IEEE Trans Med Imaging. 2021 Sep;40(9):2428-2438. doi: 10.1109/TMI.2021.3077913. Epub 2021 Aug 31.
Identifying and locating diseases in chest X-rays are very challenging, due to the low visual contrast between normal and abnormal regions, and distortions caused by other overlapping tissues. An interesting phenomenon is that there exist many similar structures in the left and right parts of the chest, such as ribs, lung fields and bronchial tubes. This kind of similarities can be used to identify diseases in chest X-rays, according to the experience of broad-certificated radiologists. Aimed at improving the performance of existing detection methods, we propose a deep end-to-end module to exploit the contralateral context information for enhancing feature representations of disease proposals.

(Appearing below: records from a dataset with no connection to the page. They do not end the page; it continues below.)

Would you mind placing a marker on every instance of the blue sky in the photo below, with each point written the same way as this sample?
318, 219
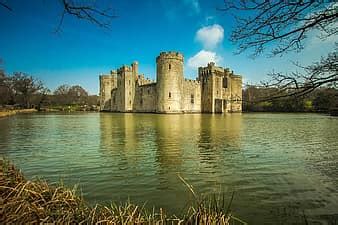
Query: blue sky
83, 51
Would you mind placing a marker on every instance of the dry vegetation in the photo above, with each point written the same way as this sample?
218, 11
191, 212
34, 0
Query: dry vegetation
23, 201
5, 113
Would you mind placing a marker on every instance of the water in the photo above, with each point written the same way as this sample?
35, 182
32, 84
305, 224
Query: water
278, 165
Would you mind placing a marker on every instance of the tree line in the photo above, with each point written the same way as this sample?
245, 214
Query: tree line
22, 90
258, 99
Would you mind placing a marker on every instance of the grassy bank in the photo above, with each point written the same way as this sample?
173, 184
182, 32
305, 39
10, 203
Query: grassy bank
15, 111
23, 201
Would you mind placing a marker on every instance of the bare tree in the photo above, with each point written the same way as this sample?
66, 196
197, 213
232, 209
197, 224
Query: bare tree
324, 72
25, 87
278, 27
89, 10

First of all, under the guidance of the spine line, the spatial transformer network is employed to extract local contralateral patches, which can provide valuable context information for disease proposals. Then, we build up a specific module, based on both additive and subtractive operations, to fuse the features of the disease proposal and the contralateral patch. Our method can be integrated into both fully and weakly supervised disease detection frameworks. It achieves 33.17 AP50 on a carefully annotated private chest X-ray dataset which contains 31,000 images. Experiments on the NIH chest X-ray dataset indicate that our method achieves state-of-the-art performance in weakly-supervised disease localization.
在胸部 X 光片中识别和定位疾病非常具有挑战性,因为正常和异常区域之间的视觉对比度低,并且其他重叠组织会造成扭曲。一个有趣的现象是,胸部的左右两侧存在许多相似的结构,例如肋骨、肺野和支气管。根据经验丰富的放射科医生的经验,这种相似性可用于识别胸部 X 光片中的疾病。为了提高现有检测方法的性能,我们提出了一个端到端的深度模块,利用对侧上下文信息来增强疾病建议的特征表示。首先,在脊柱线的指导下,利用空间变换网络提取局部对侧补丁,为疾病建议提供有价值的上下文信息。然后,我们构建了一个基于加性和减性操作的特定模块,融合疾病建议和对侧补丁的特征。我们的方法可以集成到完全和弱监督的疾病检测框架中。在一个包含 31000 张图像的精心标注的私有胸部 X 射线数据集上,我们的方法达到了 33.17 的 AP50。在 NIH 胸部 X 射线数据集上的实验表明,我们的方法在弱监督疾病定位方面达到了最先进的性能。